House members of California coastal districts have been divided. While Orange County had gone blue in 2018, Steel and Rep. Young Kim, R-Calif., have disrupted Democrats’ power. Both have been reluctant to speak out about the future of offshore drilling, instead focusing on the immediate aftermath of the spill and the measures that can be taken now.

Democrats, seeing an opportunity, have offered full-throated condemnations of the practice and have taken the opportunity to strafe Kim and Steel with repeated attacks. 

While Republicans have been grappling behind closed doors on the force of the response they want to offer, progressive Democrats have long pushed for greener policies. Growing concerns over climate change have coalesced into ambitious, expensive proposals like the Green New Deal, which became an election topic.

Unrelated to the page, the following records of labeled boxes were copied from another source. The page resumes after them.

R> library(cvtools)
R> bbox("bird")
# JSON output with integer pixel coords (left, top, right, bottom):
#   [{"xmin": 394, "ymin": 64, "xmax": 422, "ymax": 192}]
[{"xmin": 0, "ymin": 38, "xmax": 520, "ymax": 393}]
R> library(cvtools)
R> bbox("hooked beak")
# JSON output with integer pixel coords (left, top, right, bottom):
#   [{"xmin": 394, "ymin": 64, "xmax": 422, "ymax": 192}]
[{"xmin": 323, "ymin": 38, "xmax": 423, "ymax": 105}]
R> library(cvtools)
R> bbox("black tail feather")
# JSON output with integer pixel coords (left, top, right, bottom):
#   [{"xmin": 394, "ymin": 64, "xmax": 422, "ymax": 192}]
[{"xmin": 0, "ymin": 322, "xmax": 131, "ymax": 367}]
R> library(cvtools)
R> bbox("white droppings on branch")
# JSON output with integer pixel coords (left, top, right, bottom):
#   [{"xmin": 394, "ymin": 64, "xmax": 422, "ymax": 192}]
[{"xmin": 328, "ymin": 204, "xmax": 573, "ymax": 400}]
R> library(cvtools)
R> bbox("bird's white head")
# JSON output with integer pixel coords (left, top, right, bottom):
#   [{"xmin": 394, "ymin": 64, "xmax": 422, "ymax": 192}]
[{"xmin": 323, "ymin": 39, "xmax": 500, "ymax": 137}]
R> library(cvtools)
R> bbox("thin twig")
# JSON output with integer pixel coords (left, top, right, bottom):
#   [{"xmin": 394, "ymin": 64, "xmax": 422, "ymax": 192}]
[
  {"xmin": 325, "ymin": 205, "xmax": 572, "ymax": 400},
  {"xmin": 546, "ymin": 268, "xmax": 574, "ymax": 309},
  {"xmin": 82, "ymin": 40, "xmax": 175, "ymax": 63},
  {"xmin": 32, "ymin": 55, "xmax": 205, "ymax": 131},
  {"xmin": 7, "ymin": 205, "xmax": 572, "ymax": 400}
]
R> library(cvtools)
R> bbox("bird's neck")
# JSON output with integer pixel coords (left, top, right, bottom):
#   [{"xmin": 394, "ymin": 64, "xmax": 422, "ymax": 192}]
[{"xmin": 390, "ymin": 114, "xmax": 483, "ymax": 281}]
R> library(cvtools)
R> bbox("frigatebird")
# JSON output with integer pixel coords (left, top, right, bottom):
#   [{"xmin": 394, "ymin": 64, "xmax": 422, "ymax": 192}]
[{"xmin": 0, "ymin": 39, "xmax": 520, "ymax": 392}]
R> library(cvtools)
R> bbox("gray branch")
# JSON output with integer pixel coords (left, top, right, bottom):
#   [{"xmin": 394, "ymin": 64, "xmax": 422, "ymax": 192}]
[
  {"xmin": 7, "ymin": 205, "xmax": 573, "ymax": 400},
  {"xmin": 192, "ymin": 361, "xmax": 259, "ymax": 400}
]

Lowenthal began his political career in 1990 as a Long Beach City Council member. He still represents that city, only now as a member of Congress and the chair of the House Natural Resources Committee’s Energy and Mineral Resources subcommittee. While not firmly within the progressive caucus, he has long championed environmental issues. He ran on those issues back when he walked the pavement from send to tenth street, knocking on doors.  

“That’s when I began my introductory work learning about particulates,” Lowenthal said. “In those days, the port’s motto was grow baby grow to compete with the port of Los Angeles.”

Since those days worked on a range of environmental legislation and has crossed the aisle to try to find common ground with Republicans. Lowenthal, like many of his colleagues, doesn’t think a sudden stop of drilling is possible or desirable, instead opting for a long-term phase-out of the practice. Included in that vision is greater accountability for the companies that operate oil rigs.

Lowenthal foresees a future where oil company executives are brought before Congress in formal hearings with investigations of their drilling practices collected in a report similar to the 9/11 Commission Report.

Steel avoided talk of future oil leases and has been focused on protecting the coast now. Her office said she wouldn’t vote for the reconciliation bill. Her district covers much of the affected area and has been thoroughly criticized by Democrats since the spill happened.

Steel has been especially vocal in advocating for her district, calling for an investigation and for emergency help. Her concerns center around shipping and a backlog of barges forced to take anchor offshore while they wait to be unloaded. Those anchors can pose a threat to oil drilling infrastructure. Lowenthal offered a similar suggestion in a release circulated by his office.

Steel’s mind hasn’t been on future oil leases, insisting there are more immediate solutions available. While Democrats have accounted for what it would cost to help oil workers transition to new jobs, she said they hadn’t considered everything.

“They look at the cost side and the expense side but they never look at the revenue side,” she said.